以斑马鱼嵌合蛇头横纹鱼病毒糖蛋白为模型系统研究鱼类横纹鱼病毒体内毒力的作用

鱼类横纹肌病毒因其致病性和经济影响对水产养殖构成重大威胁。本研究通过产生一组嵌合蛇头横纹肌病毒（shrv）来表达来自致病性鱼横纹肌病毒的异源G或NV基因，探讨了病毒糖蛋白(G)和非病毒粒子（NV）基因在决定毒力中的作用。斑马鱼（Danio rerio）对多种横纹肌病毒易感，感染SHRV后死亡率低，以斑马鱼为体内模型进行毒力评价。所有嵌合SHRV在ZF-4细胞中都能有效复制，表明异种糖蛋白与SHRV主链具有功能相容性。然而，在体内毒力分析中，单独替换G基因，即使来自高毒力的亲本病毒（如VHSV Ia、SVCV），也没有显著提高死亡率，这表明G蛋白本身不足以赋予斑马鱼高毒力。相比之下，与野生型SHRV相比，含有VHSV Ia中NV基因的嵌合SHRV在体内表现出更高的死亡率和病毒复制，表明NV基因在毒力决定因素中的作用。这些发现强调了横纹肌病毒毒力机制的复杂性，并支持斑马鱼- shrv系统在解剖水生宿主致病性的基因特异性贡献方面的实用性。

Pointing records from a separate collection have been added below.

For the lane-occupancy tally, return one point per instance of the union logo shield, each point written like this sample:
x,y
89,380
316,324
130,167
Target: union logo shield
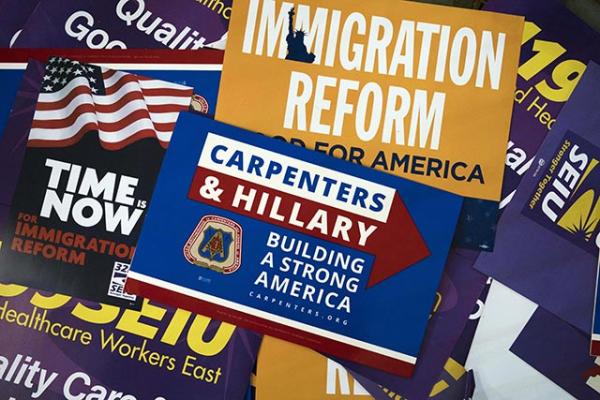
x,y
215,243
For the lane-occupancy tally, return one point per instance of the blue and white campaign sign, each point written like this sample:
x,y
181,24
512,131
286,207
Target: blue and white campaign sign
x,y
295,244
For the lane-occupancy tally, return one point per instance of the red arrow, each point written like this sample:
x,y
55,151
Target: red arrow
x,y
396,244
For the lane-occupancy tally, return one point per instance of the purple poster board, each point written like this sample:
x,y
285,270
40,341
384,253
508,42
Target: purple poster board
x,y
557,46
461,286
13,15
82,347
560,352
174,24
545,246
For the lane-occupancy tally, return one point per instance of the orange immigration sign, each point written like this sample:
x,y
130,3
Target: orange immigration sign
x,y
417,90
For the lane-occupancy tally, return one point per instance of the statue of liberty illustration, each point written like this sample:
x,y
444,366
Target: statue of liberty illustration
x,y
297,50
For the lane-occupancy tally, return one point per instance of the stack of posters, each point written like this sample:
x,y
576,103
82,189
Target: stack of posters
x,y
346,187
124,24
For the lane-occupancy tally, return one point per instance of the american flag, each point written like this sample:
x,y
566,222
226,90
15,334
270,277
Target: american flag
x,y
78,98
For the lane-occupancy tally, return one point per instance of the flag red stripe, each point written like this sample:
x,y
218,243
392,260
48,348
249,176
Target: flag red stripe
x,y
63,122
89,108
168,92
139,135
160,108
56,105
108,73
164,127
65,142
122,81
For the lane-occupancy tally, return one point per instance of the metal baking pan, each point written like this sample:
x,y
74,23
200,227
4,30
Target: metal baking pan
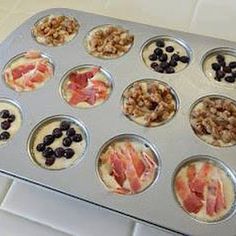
x,y
175,141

本文章由计算机程序翻译，如有差异，请以英文原文为准。

求助全文

约1分钟内获得全文求助全文

来源期刊

Journal of virological methods 医学-病毒学

CiteScore

5.80

自引率

0.00%

发文量

209

审稿时长

41 days

期刊介绍： The Journal of Virological Methods focuses on original, high quality research papers that describe novel and comprehensively tested methods which enhance human, animal, plant, bacterial or environmental virology and prions research and discovery. The methods may include, but not limited to, the study of: Viral components and morphology- Virus isolation, propagation and development of viral vectors- Viral pathogenesis, oncogenesis, vaccines and antivirals- Virus replication, host-pathogen interactions and responses- Virus transmission, prevention, control and treatment- Viral metagenomics and virome- Virus ecology, adaption and evolution- Applied virology such as nanotechnology- Viral diagnosis with novelty and comprehensive evaluation. We seek articles, systematic reviews, meta-analyses and laboratory protocols that include comprehensive technical details with statistical confirmations that provide validations against current best practice, international standards or quality assurance programs and which advance knowledge in virology leading to improved medical, veterinary or agricultural practices and management.